Deep Learning for Power System Restoration

 Author:  Alexander Moses Danielsson                                                                                                     Year: 2018                                                                                                                                           Supervisors:  Ragnar Kristjánsson and Samuel Perkin


Power systems experience outages due to uncontrollable circumstances despite efforts to reduce the frequency of such events. In an attempt to minimize the negative impact of outages, a deep feed forward neural network (FFNN) was trained to perform optimal actions during power system restoration. First, as a prerequisite, a Restoration Model (RM) was developed to simulate system restoration. The RM was designed to handle any topological degradation of a system and enable interactive exploration of the actions required to bring the system back to an ideal state. Moreover, a cost function was developed in order to evaluate the quality of a given sequence of actions in the context of restoration cost.
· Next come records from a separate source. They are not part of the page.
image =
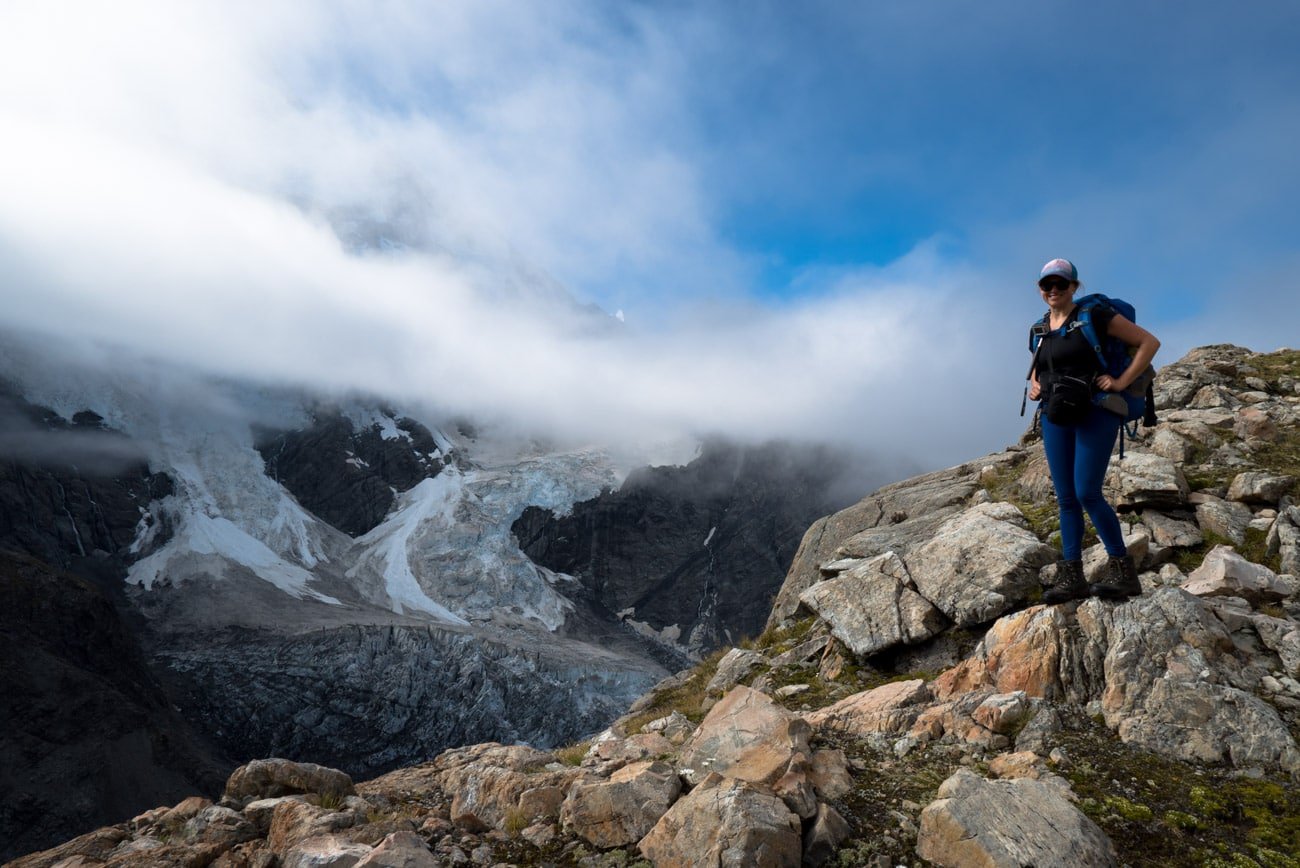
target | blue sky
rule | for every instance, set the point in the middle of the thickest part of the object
(806, 213)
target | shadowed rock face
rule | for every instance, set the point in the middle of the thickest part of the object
(346, 476)
(70, 491)
(700, 547)
(89, 737)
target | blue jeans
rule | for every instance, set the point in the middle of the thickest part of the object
(1078, 456)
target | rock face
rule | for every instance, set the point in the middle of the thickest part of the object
(1009, 824)
(346, 476)
(692, 552)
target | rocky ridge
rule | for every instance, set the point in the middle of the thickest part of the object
(910, 702)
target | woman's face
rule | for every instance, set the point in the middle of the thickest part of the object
(1057, 291)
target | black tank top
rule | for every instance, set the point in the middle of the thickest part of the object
(1066, 350)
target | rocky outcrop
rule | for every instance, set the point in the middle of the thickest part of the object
(727, 823)
(1009, 824)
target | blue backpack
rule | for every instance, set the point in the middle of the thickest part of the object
(1135, 403)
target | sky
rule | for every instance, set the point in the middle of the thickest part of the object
(625, 221)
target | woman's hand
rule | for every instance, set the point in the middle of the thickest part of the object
(1108, 383)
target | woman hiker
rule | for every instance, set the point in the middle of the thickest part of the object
(1078, 433)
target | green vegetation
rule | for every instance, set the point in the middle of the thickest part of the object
(1164, 812)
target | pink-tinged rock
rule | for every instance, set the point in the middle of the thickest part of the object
(1225, 573)
(888, 708)
(726, 823)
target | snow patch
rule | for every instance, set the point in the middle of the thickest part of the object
(222, 539)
Using the RM as a simulation environment and the cost function as an evaluation measure, a dataset of optimal power system state-to-action pairs was created using a genetic algorithm (GA) by optimizing restoration action sequences on the Icelandic transmission system. The FFNN was trained via supervised learning using the created data, achieving a 75% test accuracy on optimal decisions on the Icelandic system. The FFNN agent was further tested in a comparison to the GA and operators of the Icelandic system. Results show that the FFNN is 3 orders of magnitude faster than the GA at developing a restoration plan, and performs comparably to the human operators on a simple test restoration scenario. This thesis demonstrates the feasibility and potential of using deep learning for power system restoration and control.